Stringbike's roots lie in a postgraduate challenge at Budapest Technical University in the early 1990s, to think outside the box and overcome some design issues relating to chain-driven bicycles. One team proposed a chainless system involving freewheels on either side of the rear wheel, which is driven by a sophisticated wired pulley mechanism. The aim was to overcome inefficiencies of a chain and gear system – where the drive mechanism is placed on just one side of a bicycle – that have gone relatively unnoticed due to the ubiquitous nature of this design.
The design has undergone numerous changes since development proper began in 1994 and various problems led to a couple of the designers giving up and moving onto other things. Work started again in 2006 with Michael Lantos and Robert Kohlheb at the helm. Using computer-aided-design software to help iron out some of the issues, they ended up with the Stringbike you see here.
The Stringdrive system consists of a drive unit on either side of the bike frame. Each unit is positioned in mirror symmetry to the other, so when one is moving forward, the other is moving backwards. When force is applied to the pedal, the stainless steel, triangular-shaped swinging mechanism pulls on the rope and rotates a drum on the rear wheel to give forward momentum.
The system uses the kind of durable, high density polyethylene rope used in sailing. Lantos told Gizmag that the rope does have "a little elasticity, and this has been calculated in the process when the task of driving is shifted from one side of the frame to the other one." The rope has a 3mm diameter and a breaking strength of over 900kg (1,984 lbs). There are stronger ropes available, but the designers reckon that the maximum load (greatest transmission ratio, highest pedal force) on the four cords is only about 450kg (992 lbs).
The system is designed so that when one triangular-shaped eccentric disc is pulling the wheel's drum forward, the other is going backward and returning the rope to the starting position. The symmetrical system "shifts the task of driving unnoticeably from the right to the left sides and vice versa" to offer a familiar, more comfortable, experience for the rider.
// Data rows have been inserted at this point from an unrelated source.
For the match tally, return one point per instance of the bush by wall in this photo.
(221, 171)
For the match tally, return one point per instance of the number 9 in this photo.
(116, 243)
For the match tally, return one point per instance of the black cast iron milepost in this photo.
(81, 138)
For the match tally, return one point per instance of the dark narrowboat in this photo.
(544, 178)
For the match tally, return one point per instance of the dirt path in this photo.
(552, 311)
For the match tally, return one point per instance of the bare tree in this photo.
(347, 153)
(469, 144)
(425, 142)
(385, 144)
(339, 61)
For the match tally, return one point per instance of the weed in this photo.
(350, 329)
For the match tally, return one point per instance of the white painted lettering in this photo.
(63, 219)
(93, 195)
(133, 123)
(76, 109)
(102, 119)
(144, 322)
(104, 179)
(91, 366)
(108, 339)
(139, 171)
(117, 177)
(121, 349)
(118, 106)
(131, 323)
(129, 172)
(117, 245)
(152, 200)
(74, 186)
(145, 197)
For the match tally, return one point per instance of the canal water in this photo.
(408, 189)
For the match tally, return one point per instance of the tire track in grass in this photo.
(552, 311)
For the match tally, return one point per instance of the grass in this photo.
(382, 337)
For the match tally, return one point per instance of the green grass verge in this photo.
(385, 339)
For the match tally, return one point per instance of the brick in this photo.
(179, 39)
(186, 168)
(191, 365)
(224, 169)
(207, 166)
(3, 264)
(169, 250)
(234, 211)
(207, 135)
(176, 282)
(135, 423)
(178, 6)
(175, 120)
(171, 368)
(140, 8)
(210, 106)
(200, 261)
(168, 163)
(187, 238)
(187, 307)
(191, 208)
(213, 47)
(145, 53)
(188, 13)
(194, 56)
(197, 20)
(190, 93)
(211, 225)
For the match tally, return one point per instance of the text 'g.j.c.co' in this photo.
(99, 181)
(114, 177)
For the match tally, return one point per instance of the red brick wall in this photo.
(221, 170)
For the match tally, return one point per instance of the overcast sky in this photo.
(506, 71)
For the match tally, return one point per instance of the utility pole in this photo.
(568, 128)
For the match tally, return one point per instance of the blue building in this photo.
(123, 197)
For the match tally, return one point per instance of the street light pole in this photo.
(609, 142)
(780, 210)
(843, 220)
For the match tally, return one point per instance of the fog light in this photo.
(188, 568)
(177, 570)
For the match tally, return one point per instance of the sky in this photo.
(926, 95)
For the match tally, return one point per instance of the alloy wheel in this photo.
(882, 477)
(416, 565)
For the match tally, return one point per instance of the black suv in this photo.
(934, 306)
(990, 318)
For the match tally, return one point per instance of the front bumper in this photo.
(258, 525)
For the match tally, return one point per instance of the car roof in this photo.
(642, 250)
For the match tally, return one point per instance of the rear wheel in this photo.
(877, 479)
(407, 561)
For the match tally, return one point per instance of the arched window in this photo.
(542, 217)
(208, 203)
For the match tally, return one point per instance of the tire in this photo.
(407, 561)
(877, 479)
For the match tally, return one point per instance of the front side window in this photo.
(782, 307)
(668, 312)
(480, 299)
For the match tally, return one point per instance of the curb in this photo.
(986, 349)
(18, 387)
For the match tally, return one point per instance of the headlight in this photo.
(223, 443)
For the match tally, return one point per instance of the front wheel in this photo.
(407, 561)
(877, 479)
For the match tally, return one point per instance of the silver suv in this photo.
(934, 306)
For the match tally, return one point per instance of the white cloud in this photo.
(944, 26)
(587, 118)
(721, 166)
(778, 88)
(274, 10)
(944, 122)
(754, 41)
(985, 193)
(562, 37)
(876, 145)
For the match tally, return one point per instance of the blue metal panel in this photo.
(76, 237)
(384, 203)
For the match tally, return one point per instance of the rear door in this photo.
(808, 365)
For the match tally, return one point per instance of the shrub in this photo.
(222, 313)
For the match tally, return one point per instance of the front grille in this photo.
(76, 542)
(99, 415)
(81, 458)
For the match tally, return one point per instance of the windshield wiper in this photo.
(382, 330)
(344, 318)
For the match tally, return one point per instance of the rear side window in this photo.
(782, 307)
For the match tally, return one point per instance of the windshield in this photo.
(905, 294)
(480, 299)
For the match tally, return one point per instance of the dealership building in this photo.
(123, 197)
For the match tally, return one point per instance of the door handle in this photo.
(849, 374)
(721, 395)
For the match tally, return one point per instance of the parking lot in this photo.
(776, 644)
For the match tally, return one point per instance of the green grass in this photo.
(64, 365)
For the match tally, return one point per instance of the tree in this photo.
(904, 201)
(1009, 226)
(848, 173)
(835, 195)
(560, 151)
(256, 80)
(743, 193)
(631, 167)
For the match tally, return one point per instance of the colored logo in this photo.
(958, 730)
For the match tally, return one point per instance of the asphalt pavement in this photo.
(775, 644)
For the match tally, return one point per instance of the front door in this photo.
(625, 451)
The Stringdrive alternating drive system benefits from 19 different transmission ratios – the outer position gives maximum and the inner gives minimum ratios – which are selected by moving the rope wheels up and down the notch positions on the swinging arm. A major achievement with the final design is the ability to freewheel backwards.
Lantos explained: "Normally if you use two differing freewheel clutches in the rear wheel they allow rotation of the wheel in forward direction only. As no bike can be commercialized that cannot be pushed backwards, this simple-looking task had to be solved, and it was technically very difficult."
The Stringbike has undergone lots of intensive testing over the development period, "including operating in a test machine under load over 10,000 km [6,214 miles], then riding by several bikers under very different conditions." The system is sealed against weather and dirt but the rope, swinging arm and outer casing of the drums will need some attention – soiling of clothing from oil should be avoided though.
Only one manufacturer has so far been licensed to use the system, Schwinn Csepel, but actual commercial manufacture has yet to begin. Future incarnations of the system may see different transmission ratios being used on either side of the bike to cater for those who have a weakness in one leg.